Qual contegno tenne l'on. Crispi durante questa crisi che doveva risolversi con la sua andata al governo?
Spigoliamo nel suo Diario.
Il 9 febbraio il Re lo chiamò a consiglio:
«Alle 9 ¼ fui al Quirinale.
Il Re chiese il mio parere sulla situazione politica e sulla situazione parlamentare, mostrandosi preoccupato delle condizioni del paese, dello stato d'Europa, delle grandi necessità onde siamo tormentati.
Risposi: peggiorata la nostra posizione in Europa in questi ultimi anni. La Germania ci sfugge, l'Austria può essere interessata ad averci seco, ma non sarà un'amica costante. La situazione parlamentare non può essere peggiore; l'on. Depretis vi ha messo il disordine, tanto che neppur lui può contare sulla Camera. I partiti son molti, ma nessuno può contare sulla maggioranza. Nulla di meno il più forte è quello di sinistra. Il disordine parlamentare non può esser tolto che da un'Amministrazione composta di uomini probi, scelti fra le migliori capacità della Camera.
— Nulla di meglio io chiedo. Mi indichi lei la persona alla quale dovrei indirizzarmi.
— Non tocca a me di darle cotesta indicazione. Cotesto ufficio spetta al presidente del Ministero che si è dimesso. Così suol farsi in Inghilterra.

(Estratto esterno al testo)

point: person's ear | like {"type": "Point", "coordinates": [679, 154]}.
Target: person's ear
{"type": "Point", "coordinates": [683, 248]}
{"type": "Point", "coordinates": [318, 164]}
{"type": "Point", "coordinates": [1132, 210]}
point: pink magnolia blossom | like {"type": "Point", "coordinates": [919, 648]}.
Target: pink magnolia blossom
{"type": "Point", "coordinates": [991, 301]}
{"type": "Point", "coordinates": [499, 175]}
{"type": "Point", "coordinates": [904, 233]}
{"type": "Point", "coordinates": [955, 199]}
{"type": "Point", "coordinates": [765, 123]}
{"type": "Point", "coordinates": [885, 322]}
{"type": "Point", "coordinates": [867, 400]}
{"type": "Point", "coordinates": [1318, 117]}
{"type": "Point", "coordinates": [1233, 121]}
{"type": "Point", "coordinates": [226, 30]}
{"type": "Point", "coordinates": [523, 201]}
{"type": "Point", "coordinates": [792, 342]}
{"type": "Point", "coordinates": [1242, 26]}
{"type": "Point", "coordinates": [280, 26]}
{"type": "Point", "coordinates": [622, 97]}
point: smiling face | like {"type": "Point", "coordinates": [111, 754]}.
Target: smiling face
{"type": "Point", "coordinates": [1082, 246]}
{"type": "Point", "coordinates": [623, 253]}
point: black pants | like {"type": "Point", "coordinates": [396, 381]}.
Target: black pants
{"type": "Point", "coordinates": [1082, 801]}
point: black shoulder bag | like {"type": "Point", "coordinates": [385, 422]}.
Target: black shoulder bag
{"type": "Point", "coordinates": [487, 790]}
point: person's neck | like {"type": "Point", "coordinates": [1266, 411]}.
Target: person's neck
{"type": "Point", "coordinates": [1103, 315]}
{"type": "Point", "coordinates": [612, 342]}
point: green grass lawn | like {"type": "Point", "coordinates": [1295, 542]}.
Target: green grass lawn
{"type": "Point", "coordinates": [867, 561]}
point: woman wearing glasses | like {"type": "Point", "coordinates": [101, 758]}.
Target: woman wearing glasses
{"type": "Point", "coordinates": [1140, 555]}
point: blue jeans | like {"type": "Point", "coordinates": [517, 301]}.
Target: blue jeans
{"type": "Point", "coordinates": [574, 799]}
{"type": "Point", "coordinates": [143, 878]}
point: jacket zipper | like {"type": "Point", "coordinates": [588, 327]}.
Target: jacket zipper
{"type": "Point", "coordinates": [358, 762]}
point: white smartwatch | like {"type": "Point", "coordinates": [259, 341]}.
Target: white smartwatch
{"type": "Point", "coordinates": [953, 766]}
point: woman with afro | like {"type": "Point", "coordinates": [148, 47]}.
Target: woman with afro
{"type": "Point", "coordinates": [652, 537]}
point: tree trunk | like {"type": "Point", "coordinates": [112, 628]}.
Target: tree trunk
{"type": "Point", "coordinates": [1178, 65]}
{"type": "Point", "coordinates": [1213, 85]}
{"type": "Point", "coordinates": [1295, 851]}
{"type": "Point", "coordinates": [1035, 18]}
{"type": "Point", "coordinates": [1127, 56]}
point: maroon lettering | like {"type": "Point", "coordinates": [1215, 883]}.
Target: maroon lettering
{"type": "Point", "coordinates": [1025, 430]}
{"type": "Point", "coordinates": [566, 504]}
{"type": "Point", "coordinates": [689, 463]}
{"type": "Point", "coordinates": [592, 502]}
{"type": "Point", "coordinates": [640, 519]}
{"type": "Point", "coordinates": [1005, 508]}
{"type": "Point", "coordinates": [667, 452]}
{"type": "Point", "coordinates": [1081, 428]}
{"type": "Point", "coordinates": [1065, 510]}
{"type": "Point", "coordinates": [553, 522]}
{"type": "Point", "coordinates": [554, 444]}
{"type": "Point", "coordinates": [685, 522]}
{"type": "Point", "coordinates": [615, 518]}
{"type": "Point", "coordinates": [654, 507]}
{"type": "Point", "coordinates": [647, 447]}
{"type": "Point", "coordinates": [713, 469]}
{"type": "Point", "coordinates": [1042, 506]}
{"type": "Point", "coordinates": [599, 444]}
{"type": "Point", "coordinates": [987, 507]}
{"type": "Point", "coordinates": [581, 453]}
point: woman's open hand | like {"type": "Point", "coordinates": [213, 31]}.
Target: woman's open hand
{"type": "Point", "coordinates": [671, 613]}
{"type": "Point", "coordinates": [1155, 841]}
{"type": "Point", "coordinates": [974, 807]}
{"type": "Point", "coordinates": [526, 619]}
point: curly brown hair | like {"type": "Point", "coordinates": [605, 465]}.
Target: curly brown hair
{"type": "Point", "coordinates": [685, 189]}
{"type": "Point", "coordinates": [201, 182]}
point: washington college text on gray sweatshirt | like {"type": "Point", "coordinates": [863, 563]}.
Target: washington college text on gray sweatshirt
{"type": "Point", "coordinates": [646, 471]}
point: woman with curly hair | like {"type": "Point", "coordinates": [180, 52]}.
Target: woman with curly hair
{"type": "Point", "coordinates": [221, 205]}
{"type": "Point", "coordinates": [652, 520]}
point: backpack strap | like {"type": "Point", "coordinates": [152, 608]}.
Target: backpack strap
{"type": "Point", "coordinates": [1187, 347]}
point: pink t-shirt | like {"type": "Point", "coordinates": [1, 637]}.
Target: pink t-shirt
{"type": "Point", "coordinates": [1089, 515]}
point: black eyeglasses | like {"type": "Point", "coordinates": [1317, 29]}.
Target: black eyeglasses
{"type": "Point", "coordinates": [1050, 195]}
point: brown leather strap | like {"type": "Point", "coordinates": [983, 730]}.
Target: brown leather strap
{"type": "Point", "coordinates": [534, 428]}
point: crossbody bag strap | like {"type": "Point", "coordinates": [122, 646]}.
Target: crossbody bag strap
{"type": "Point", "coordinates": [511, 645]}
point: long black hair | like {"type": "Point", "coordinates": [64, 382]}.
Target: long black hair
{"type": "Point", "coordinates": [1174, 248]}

— Io non escludo alcuno, e se mi fosse indicato un nome il mio ufficio sarebbe più facile. E, a proposito, le dirò che oggi ho letto con dispiacere in un giornale che a Corte sarebbe escluso il di lei nome. Cotesta è una malignità. Sento per lei tutta l'amicizia, apprezzo il di lei patriottismo, la di lei energia, la di lei esperienza. Se il di lei nome mi fosse indicato, o se in una combinazione ministeriale trovassi il suo nome ne sarei lietissimo. Io le affiderei volentieri il potere.